How does it compare to DH1?

By 3AcresAndATau, in Dark Heresy General Discussion

i dread having to explain that to players. Having to cross reference 2 from any of 9 different traits each time they want to spend xp including during character creation (thus making the task twice as long depending on how many players are rolling up characters simultaneously). This is the sort of thing that puts people off. Sure if you're a hardocre 40k fan you might give the system more of a free pass, but if you're new to this...

I played it with my group. All roleplayers, some more experienced than others, some played DH1E, some not. I explained the rules to them and there were exactly 0 problems with understanding the system. One of the ones who hadn't played DH before wanted to play a psyker and that too was no problem at all and he was fine with the system. We build our chars and played a short introductury adventure.

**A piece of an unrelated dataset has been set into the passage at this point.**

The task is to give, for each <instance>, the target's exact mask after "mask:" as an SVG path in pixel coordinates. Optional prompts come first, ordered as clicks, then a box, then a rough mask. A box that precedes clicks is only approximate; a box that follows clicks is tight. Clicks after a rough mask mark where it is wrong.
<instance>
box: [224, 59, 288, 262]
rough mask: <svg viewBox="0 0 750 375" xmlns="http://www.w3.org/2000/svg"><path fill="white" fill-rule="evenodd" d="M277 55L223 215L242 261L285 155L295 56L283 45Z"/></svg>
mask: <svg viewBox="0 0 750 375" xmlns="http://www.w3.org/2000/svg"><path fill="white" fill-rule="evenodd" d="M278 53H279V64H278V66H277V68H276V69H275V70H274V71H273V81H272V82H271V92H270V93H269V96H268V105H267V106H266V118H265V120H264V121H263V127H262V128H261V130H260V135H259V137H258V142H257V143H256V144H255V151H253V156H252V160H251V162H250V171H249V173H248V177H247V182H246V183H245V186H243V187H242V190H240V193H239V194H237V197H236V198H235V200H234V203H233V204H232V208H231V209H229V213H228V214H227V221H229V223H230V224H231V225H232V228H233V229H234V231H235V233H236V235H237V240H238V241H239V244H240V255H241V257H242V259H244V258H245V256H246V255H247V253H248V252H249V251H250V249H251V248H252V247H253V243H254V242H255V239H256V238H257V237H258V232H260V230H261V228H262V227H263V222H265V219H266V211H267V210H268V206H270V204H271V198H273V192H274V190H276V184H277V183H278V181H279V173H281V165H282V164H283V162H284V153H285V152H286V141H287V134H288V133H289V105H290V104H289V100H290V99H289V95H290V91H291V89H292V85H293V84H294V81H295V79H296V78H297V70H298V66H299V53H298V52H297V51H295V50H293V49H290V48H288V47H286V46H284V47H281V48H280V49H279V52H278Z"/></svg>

Everything went fine, no problems with rules at all and everyone had a blast.

Spending xp was also not a problem, because we had 2 books and there is a supplement online which gives you the table.

From playtesting I can say that the system works fine as is.

Edited by madMAEXX

Well, I can say it was positively received at my table as well. Mirth is "positive", right?

i dread having to explain that to players. Having to cross reference 2 from any of 9 different traits each time they want to spend xp including during character creation (thus making the task twice as long depending on how many players are rolling up characters simultaneously). This is the sort of thing that puts people off. Sure if you're a hardocre 40k fan you might give the system more of a free pass, but if you're new to this...

I played it with my group. All roleplayers, some more experienced than others, some played DH1E, some not. I explained the rules to them and there were exactly 0 problems with understanding the system. One of the ones who hadn't played DH before wanted to play a psyker and that too was no problem at all and he was fine with the system. We build our chars and played a short introductury adventure. Everything went fine, no problems with rules at all and everyone had a blast.

Spending xp was also not a problem, because we had 2 books and there is a supplement online which gives you the table.

From playtesting I can say that the system works fine as is.

And you can condense it all on to one to two pages, where you'll find it's all on the percentile scale, and all in increments of five and ten. You do not need to do any higher math than I would expect from a first grader, namely addition and subtraction. It looks complex, because it's all over the book, but I could play this with an eight year old.

Shame FFG couldn't; that way we'd have more space in the book for stuff like antagonists or vehicles and even voidships.

And you can condense it all on to one to two pages, where you'll find it's all on the percentile scale, and all in increments of five and ten. You do not need to do any higher math than I would expect from a first grader, namely addition and subtraction. It looks complex, because it's all over the book, but I could play this with an eight year old.

Shame FFG couldn't; that way we'd have more space in the book for stuff like antagonists or vehicles and even voidships.

Ah ha! I think I see the problem! You want the "Unabridged 40k" game. All the crunch is fitted into 20 pages and you can do literally anything in any part of the 40k universe with said crunch. I actually can see the desire for such but that's not the business model in the gaming industry. Ya see, unfortunately, rulebooks and rules supplement sell better than adventures or modules (As they were once called). As such, Publishers, who want to make money (Shocking right? :huh: ), print multiple rulebooks with some fluff stuff in there to increase the interest. That's just the way it is! FFG is hardly unique in this regard!